The Paris Agreement’s target of 100 million EVs on the road by 2030 is a target set to be hit as soon as 2027.
A drop here, a rise elsewhere
Since 2016, annual CO2 emissions are up just 1.2 per cent, compared with 18.4 per cent in the decade before the Paris Agreement was signed. In the decade before the agreement (2005–2014), global greenhouse gas emissions rose at a rate of 1.7 per cent per year. Yet since the agreement, that annual increase has slowed to just 0.32 per cent – a five-fold drop.
While emissions are on a downward trend, climate policy is maturing and on the rise. Since the Paris Agreement was signed, framework climate laws have more than tripled. National climate policy tools are up seven-fold, and at least 83 per cent of the global economy remains covered by net-zero targets including 19 G20 members.

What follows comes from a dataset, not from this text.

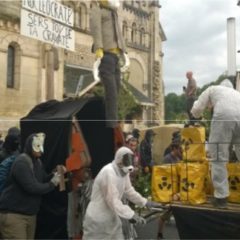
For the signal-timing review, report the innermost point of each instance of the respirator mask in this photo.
(127, 163)
(37, 143)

Clean energy jobs are also on the rise. They now outnumber (36.2 million) those in oil, gas, coal and fossil-engine manufacturing (32.1 million). Renewable jobs have almost doubled from 8.5 million in 2015 to 16.2 million in 2023.
So, what can we make of the Paris Agreement?
Ten years on from the Paris Agreement, one thing is certain: the ambitions of a long-awaited climate deal have fallen short in some areas, and exceeded in others. Climate policies have strengthened in the last decade, as well as support for clean energy and renewables as major companies shift away from planet-polluting fossil fuels.
However, there is still more work to be done. The world is still on a dangerous trajectory of warming between between 2.7°C and 3.1°C – even under current pledges – and climate leadership still remains threatened by the current US administrations’ withdrawal from the Paris Agreement.
Ultimately, ensuring that countries’ pledges become more ambitious – allowing more of the key indicators to be reached – will be pivotal in ensuring the Paris Agreement can be a concrete set of measures rather than fallible, empty promises.